Monte di Dio sembra una salita che non finisce mai, un nome importante per una via, che spalanca poi Napoli verso il cielo, il mare e il vulcano. Un’altura perfetta per un bambino che sul merlo di una torre può trascorrere ore e ore affacciato a scrutare, come una brava sentinella. Nello scenario che gli si presenta davanti vi è un teatro, un palazzo di principi e i poveri caseggiati dove ha trascorso l’infanzia. Per un anno intero il suo sguardo ha seguito con dedita attenzione la demolizione di un edificio vecchio: era il 1955 e dietro l’intonaco ormai stinto emergeva il tufo giallo che, in qualche modo, tornava a respirare di nuovo. Per dodici mesi, il bambino ha potuto affacciarsi soltanto di domenica o di sera, tanta è stata la polvere alimentata dalla demolizione dell’abitazione.
Il ricordo di com’era il palazzo è ben vivo nel suo immaginario e anche coloro che sudavano e lavoravano sopra le macerie. Gli uomini dai cappelli di carta non venivano risparmiati dalla polvere, soltanto i capelli sembravano non subire nulla, nemmeno il vento poteva niente contro il loro copricapo. Erano servi di un Faraone scorbutico che disfaceva piramidi. I bambini allora ascoltavano le storie sacre imprimendosi a mente strani particolari criminali. L’annegamento dei neonati maschi degli ebrei per mani degli egiziani, la strage dei bambinelli eseguita da Erode. A Napoli l’infanzia risultava qualcosa di rischioso, morire era facile, spesso un bambino si sentiva il parassita di un adulto e l’unico modo per riscattarsi da questa condizione era il lavoro minorile.
Ma poi è stato il turno dei muri perimetrali, il loro crollo ha permesso al giovane protagonista di guardare all’interno degli appartamenti e vedervi la vita lì rimasta sotto forma di figure sbiadite che si aggiravano lente, sospese in aria. La nonna gli diceva sempre di non guardare il buio della casa di fronte perché avrebbe potuto trovarvi ‘o munaciello, ma il bambino non ha visto affatto monacielli bensì facce di vecchi che vagavano per le stanze, in qualche modo rimasti lì con la morte che non li aveva portati via. Sono tanti i morti che il piccolo protagonista ha seguito con lo sguardo, ma uno di questi lo ha colpito particolarmente: una bambina di poco più grande di lui. Affacciata a un balcone che non c’era più, guardava fuori, ma guardava oltre, sorpassando lo sguardo di lui. La loro è stata un’amicizia particolare, avvolta costantemente dalla coltre gialla del tufo, di cui non ha mai potuto parlare con i grandi: avevano paura delle visioni che rotolavano negli occhi dei bambini, delle processioni dei sogni in piena veglia e giorno. Inizialmente è stato lui a sentirsi un fantasma, ma poi lei ha iniziato a vederlo, a sorridergli, mentre i giorni passavano veloci.
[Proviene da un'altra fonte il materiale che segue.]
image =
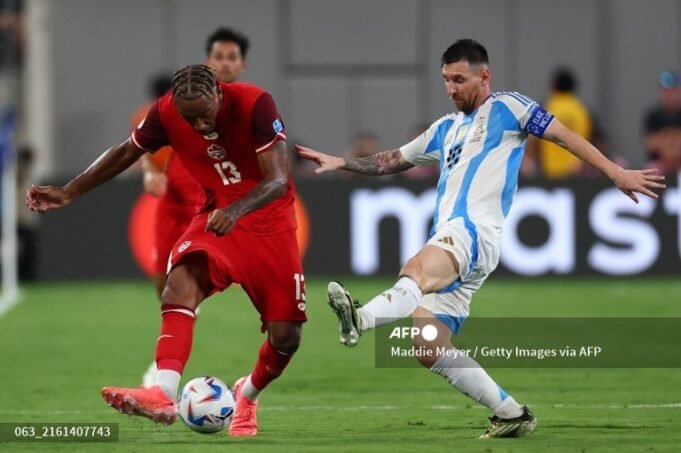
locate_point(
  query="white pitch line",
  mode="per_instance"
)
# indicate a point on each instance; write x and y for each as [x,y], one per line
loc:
[383,408]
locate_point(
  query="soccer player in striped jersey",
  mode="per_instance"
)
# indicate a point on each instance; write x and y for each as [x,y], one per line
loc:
[479,151]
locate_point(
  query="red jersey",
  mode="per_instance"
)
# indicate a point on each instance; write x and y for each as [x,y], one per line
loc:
[225,163]
[182,188]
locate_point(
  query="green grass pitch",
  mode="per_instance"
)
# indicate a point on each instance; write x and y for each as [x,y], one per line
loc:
[63,342]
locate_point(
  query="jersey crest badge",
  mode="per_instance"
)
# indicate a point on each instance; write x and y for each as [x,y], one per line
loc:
[217,152]
[478,130]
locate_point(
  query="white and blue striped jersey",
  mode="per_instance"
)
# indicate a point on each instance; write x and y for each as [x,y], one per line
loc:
[479,156]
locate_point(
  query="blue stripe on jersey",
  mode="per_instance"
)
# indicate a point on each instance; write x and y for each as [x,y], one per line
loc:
[453,286]
[500,119]
[520,98]
[511,183]
[437,142]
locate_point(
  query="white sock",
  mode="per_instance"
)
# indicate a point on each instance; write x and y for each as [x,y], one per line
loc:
[466,375]
[249,390]
[396,303]
[169,381]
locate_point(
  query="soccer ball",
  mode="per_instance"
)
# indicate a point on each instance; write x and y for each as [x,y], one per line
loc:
[206,405]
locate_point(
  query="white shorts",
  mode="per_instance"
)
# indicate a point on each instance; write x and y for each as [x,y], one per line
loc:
[477,259]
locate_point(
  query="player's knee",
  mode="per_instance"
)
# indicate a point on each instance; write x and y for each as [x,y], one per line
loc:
[414,271]
[285,339]
[178,291]
[427,353]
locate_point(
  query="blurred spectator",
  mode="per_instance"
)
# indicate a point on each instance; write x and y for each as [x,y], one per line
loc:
[549,159]
[426,172]
[364,144]
[663,126]
[11,33]
[26,220]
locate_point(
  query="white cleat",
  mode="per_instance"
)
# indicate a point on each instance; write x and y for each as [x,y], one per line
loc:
[346,310]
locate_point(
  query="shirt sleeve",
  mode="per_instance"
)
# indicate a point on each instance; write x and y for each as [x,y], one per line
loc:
[535,120]
[266,123]
[150,135]
[426,148]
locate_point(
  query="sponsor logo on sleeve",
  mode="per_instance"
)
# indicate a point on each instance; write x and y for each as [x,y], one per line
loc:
[184,246]
[217,152]
[278,126]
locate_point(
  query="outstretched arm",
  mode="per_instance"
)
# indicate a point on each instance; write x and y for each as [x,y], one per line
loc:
[383,163]
[108,165]
[628,181]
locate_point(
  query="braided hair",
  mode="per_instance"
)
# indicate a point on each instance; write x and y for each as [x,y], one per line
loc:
[193,81]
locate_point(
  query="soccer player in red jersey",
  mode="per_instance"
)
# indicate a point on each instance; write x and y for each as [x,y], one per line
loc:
[180,194]
[231,138]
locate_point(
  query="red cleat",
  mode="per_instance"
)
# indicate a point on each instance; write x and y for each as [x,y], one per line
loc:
[245,421]
[150,402]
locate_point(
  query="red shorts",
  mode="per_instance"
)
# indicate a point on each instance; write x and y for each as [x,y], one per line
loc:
[172,220]
[268,267]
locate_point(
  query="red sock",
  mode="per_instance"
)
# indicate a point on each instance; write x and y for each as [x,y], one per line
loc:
[175,342]
[270,365]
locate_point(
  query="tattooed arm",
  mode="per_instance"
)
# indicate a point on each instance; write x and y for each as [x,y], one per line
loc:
[383,163]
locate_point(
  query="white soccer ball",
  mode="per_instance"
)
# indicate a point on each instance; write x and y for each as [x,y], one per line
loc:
[206,405]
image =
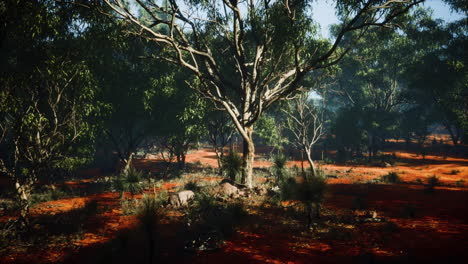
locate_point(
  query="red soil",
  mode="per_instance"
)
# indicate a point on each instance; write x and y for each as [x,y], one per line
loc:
[438,229]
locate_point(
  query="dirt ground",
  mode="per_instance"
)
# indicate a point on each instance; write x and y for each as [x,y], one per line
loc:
[419,226]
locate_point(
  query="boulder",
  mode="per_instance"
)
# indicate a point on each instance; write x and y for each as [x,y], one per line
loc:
[260,190]
[227,189]
[181,198]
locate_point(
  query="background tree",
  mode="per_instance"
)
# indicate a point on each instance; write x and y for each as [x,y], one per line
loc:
[220,132]
[306,122]
[46,97]
[268,47]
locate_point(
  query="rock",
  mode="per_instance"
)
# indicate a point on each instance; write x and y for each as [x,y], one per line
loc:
[181,198]
[227,189]
[260,190]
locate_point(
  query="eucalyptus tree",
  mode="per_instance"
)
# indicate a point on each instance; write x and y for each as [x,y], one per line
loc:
[220,132]
[371,81]
[306,122]
[46,100]
[437,80]
[247,55]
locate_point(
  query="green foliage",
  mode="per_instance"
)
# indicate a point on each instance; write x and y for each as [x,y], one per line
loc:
[191,185]
[279,166]
[129,182]
[232,165]
[270,132]
[49,193]
[210,222]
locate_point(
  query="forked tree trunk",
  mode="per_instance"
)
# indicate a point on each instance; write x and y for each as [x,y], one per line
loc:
[311,162]
[23,192]
[128,163]
[248,157]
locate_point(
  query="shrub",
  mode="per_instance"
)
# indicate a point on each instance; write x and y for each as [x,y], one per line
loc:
[232,165]
[48,193]
[129,182]
[148,216]
[210,221]
[191,185]
[391,177]
[359,202]
[309,193]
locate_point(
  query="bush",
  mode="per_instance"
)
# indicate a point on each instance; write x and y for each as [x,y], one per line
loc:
[210,222]
[232,165]
[129,182]
[391,177]
[309,193]
[48,193]
[192,186]
[148,216]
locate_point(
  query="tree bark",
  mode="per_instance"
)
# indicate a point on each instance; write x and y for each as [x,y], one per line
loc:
[24,193]
[311,162]
[248,157]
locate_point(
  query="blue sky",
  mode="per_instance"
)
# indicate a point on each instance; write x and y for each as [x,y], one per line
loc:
[324,13]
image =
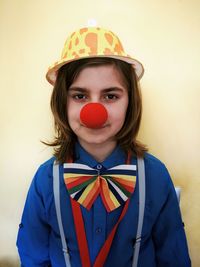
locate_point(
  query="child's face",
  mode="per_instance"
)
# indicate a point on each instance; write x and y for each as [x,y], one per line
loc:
[100,84]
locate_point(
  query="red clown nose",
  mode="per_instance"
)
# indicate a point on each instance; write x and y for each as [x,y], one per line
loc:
[93,115]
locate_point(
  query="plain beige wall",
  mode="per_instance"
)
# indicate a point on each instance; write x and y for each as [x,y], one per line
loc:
[164,35]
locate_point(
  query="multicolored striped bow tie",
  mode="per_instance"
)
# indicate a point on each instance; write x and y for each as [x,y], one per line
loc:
[114,185]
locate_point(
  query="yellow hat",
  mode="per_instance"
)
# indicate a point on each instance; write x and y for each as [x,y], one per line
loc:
[92,42]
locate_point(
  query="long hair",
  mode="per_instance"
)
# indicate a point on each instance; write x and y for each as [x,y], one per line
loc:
[65,138]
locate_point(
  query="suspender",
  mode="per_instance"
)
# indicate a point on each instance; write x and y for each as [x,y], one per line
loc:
[56,191]
[141,181]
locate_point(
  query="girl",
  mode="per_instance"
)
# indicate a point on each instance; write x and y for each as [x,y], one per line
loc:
[102,200]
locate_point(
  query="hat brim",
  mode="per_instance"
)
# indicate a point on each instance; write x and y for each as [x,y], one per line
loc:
[52,71]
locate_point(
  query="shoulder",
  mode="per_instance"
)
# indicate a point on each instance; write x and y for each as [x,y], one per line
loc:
[152,163]
[156,171]
[42,180]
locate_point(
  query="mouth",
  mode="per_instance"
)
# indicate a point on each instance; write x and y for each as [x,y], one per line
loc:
[99,128]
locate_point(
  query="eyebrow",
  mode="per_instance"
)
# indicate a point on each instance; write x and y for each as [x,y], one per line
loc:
[106,90]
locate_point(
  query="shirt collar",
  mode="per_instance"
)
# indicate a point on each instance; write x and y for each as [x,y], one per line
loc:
[117,157]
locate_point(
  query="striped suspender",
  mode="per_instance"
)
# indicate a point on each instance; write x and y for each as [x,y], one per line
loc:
[56,191]
[141,180]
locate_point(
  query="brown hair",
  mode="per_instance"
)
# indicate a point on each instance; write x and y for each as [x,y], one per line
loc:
[65,139]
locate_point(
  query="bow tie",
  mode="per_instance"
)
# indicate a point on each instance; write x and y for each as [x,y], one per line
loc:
[114,185]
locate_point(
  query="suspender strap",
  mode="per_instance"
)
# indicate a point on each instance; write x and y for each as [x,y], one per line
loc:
[82,241]
[141,180]
[56,191]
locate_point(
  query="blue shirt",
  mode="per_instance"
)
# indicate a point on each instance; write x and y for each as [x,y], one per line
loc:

Quando un palazzo crolla anche le vite sembrano andare via insieme a esso, perché si attaccano alle pietre e restano lì a smaltire la nostalgia di non esserci più. Un anno è ormai trascorso, l’edificio non c’è più e il bambino inizia la scuola. Nuove esperienze che surclassano altre, ricordi che sbiadiscono perché è tempo di fare spazio a qualcosa di diverso e il suo affacciarsi alla finestra non è più importante. Probabilmente, quel desiderio è sparito insieme alla bambina. Il giovane protagonista ormai si affaccia sui libri e sulle parole crociate, avviamento al traffico della letteratura. Il tempo lo ha spinto a cambiare, a diventare qualcun altro affinché fosse possibile evitare i fallimenti del passato – il suo non riuscire a trattenere lì la sua amica –, così come le case che oggi si costruiscono con altri materiali. L’autore, in questo piccolo spaccato di vita, racconta di un’infanzia dormita in camere intonacate sopra la roccia, ascoltando le ninnananne delle terre flegree che Erri De Luca chiama sante balie del sud e di quella città dall’odore di tufo che, morbido, lo puoi pure segare, ma non lo puoi tenere prigioniero.